Merge(?) multiple values from external nfo file into single metadata tag

nylamb · April 23, 2022, 6:48pm

Hello,

I am trying to write multiple values for the metadata tag GENRE after reading in an external file (movie.nfo) into a user defined field called MOVIE_INFO.

The external nfo file is generated from media companion (a video scraper) that sometimes have multiple GENREs (and ACTORs) individually encased (in <genre>GenreType</genre>).

The file contains:

    <genre>Action</genre>
    <genre>Crime</genre>
    <genre>Drama</genre>
    <genre>Mystery</genre>

I am trying to get the action read this file and combine those lines into a single GENRE with the value of "Action, Crime, Drama, Mystery" after the action is ran.

I have tried using "format value" with:
$regexp(%plex_info%,'.*<genre>(.*)<\\/genre>.*',$1)

.. but GENRE will only hold the last one read(?) .. "Mystery".

Ideally, I'd like to try to get this working for actors names as well (which are encased in <name>ActorName</name>)

    <actor>
        <id>1500155</id>
        <name>Robert Pattinson</name>
        <role>The Batman</role>
        <thumb>https://something.jpg</thumb>
        <order>1</order>
    </actor>
    <actor>
        <id>2368789</id>
        <name>Zoë Kravitz</name>
        <role>Catwoman</role>
        <thumb>https://something.jpg</thumb>
        <order>2</order>
    </actor>
    <actor>
        <id>0942482</id>
        <name>Jeffrey Wright</name>
        <role>Lt. James Gordon</role>
        <thumb>https://something.jpg</thumb>
        <order>3</order>
    </actor>

etc..

To show up in the tag CAST (and ACTOR) as "Robert Pattinson, Zoë Kravitz, Jeffrey Wright, etc."

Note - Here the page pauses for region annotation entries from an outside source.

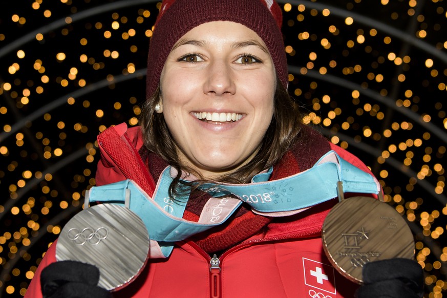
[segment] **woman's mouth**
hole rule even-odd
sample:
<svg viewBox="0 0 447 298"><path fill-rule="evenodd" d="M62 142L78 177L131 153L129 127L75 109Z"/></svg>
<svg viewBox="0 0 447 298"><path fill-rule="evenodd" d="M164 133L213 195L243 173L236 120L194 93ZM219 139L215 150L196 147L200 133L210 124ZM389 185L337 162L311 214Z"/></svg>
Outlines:
<svg viewBox="0 0 447 298"><path fill-rule="evenodd" d="M209 112L195 112L194 116L202 121L211 121L216 122L235 122L242 118L242 115L236 113L216 113Z"/></svg>

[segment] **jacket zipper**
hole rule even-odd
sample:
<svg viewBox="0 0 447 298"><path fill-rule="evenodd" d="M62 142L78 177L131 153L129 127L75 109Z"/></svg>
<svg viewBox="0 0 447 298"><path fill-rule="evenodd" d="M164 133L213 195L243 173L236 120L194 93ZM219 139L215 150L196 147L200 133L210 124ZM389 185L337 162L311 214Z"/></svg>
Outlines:
<svg viewBox="0 0 447 298"><path fill-rule="evenodd" d="M228 248L220 256L220 258L218 257L216 254L213 255L212 258L211 258L206 251L203 250L201 247L197 245L197 244L193 241L188 241L188 244L194 247L196 250L203 256L204 258L209 261L209 296L210 298L221 298L222 295L222 268L220 267L220 264L221 260L231 251L252 243L268 242L270 241L284 240L285 239L291 239L293 238L306 238L314 236L318 236L318 233L321 232L321 228L318 228L317 229L314 229L309 231L297 233L292 235L249 240Z"/></svg>
<svg viewBox="0 0 447 298"><path fill-rule="evenodd" d="M211 266L209 267L209 289L211 298L220 298L221 297L221 268L220 260L217 256L215 254L209 261Z"/></svg>

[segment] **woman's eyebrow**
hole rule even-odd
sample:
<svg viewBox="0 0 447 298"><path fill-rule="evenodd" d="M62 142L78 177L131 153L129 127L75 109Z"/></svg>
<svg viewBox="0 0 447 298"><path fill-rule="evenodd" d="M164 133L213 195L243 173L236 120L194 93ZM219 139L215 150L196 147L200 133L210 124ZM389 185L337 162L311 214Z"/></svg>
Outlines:
<svg viewBox="0 0 447 298"><path fill-rule="evenodd" d="M249 46L254 46L256 47L258 47L258 48L262 50L264 52L265 52L266 54L269 54L268 50L266 49L265 47L264 47L259 42L253 40L244 40L243 41L234 42L232 45L232 47L234 49L237 49L240 48L245 48Z"/></svg>
<svg viewBox="0 0 447 298"><path fill-rule="evenodd" d="M181 46L184 46L185 45L193 45L194 46L197 46L198 47L205 48L208 44L208 42L205 40L198 40L197 39L180 39L180 40L179 40L178 42L174 45L174 47L173 47L172 51L174 51L179 47L180 47ZM244 40L243 41L238 41L233 42L231 45L231 48L233 49L240 49L250 46L254 46L255 47L258 47L266 54L269 54L268 50L265 47L264 47L262 45L256 41L256 40Z"/></svg>
<svg viewBox="0 0 447 298"><path fill-rule="evenodd" d="M180 46L183 46L184 45L193 45L194 46L197 46L198 47L201 47L202 48L204 48L206 46L207 42L205 41L204 40L197 40L196 39L180 39L179 40L179 42L174 45L174 47L172 48L172 50L174 51Z"/></svg>

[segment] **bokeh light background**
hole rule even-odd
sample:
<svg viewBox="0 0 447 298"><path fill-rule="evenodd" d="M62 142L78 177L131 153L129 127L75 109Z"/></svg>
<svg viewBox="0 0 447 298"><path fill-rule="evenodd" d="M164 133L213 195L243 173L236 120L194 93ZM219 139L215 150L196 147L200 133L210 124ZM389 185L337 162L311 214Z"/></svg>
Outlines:
<svg viewBox="0 0 447 298"><path fill-rule="evenodd" d="M447 3L280 1L289 91L407 220L425 296L447 289ZM95 185L96 135L138 124L160 4L20 0L0 9L0 297L20 297ZM349 215L347 215L347 217Z"/></svg>

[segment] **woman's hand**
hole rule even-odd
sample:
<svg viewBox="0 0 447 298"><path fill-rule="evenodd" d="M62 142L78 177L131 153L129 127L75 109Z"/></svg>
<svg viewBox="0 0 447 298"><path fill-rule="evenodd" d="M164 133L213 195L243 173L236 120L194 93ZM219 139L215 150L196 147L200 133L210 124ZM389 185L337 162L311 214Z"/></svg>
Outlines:
<svg viewBox="0 0 447 298"><path fill-rule="evenodd" d="M423 271L420 265L408 259L372 262L362 272L364 285L357 291L358 298L421 298Z"/></svg>
<svg viewBox="0 0 447 298"><path fill-rule="evenodd" d="M44 298L110 298L98 287L99 270L95 266L74 261L50 264L40 275Z"/></svg>

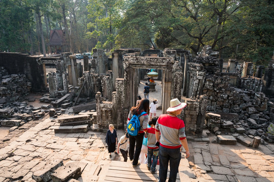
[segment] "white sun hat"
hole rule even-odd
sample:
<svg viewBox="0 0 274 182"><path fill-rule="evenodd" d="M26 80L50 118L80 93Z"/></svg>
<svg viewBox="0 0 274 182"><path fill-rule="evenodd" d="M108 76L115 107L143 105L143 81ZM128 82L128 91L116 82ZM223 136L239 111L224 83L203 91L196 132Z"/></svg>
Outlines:
<svg viewBox="0 0 274 182"><path fill-rule="evenodd" d="M170 107L167 110L166 112L170 113L182 109L186 106L186 103L181 103L178 99L173 99L170 101Z"/></svg>

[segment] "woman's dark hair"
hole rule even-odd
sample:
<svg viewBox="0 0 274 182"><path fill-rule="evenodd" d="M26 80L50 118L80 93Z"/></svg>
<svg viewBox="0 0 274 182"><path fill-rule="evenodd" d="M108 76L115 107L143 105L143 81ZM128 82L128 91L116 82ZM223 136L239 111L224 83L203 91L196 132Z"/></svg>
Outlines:
<svg viewBox="0 0 274 182"><path fill-rule="evenodd" d="M151 121L150 121L149 122L149 125L150 126L152 124L153 124L153 125L155 126L156 125L156 123L157 122L157 120L158 120L158 118L159 118L159 117L154 117L152 118Z"/></svg>
<svg viewBox="0 0 274 182"><path fill-rule="evenodd" d="M139 104L137 106L132 107L130 109L130 111L133 114L137 115L140 114L142 111L144 111L148 114L149 114L149 100L143 98Z"/></svg>

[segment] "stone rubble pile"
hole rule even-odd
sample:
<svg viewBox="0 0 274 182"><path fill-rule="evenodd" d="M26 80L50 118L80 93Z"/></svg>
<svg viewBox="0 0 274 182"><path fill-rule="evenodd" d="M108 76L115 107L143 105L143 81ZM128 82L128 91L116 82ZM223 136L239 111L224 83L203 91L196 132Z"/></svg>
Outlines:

Any help/direction would be greatly appreciated.

Thank you.

ohrenkino · April 23, 2022, 7:08pm

Import the whole text from the nfo file to the field TMP_GENRE (or whatever you called it before, in my example it has that name).
Then try an action of the type "Format value" for GENRE
Format string: $regexp($regexp(%tmp_genre%,'.*?<genre>(.*)</genre\>\s*.*',$1),(.*?)</genre>\s*\r\n\s*<genre>,$1\\\)
This should create the string "Action\\Crime\\Drama\\Mystery which in return leads to 4 fields of the type GENRE.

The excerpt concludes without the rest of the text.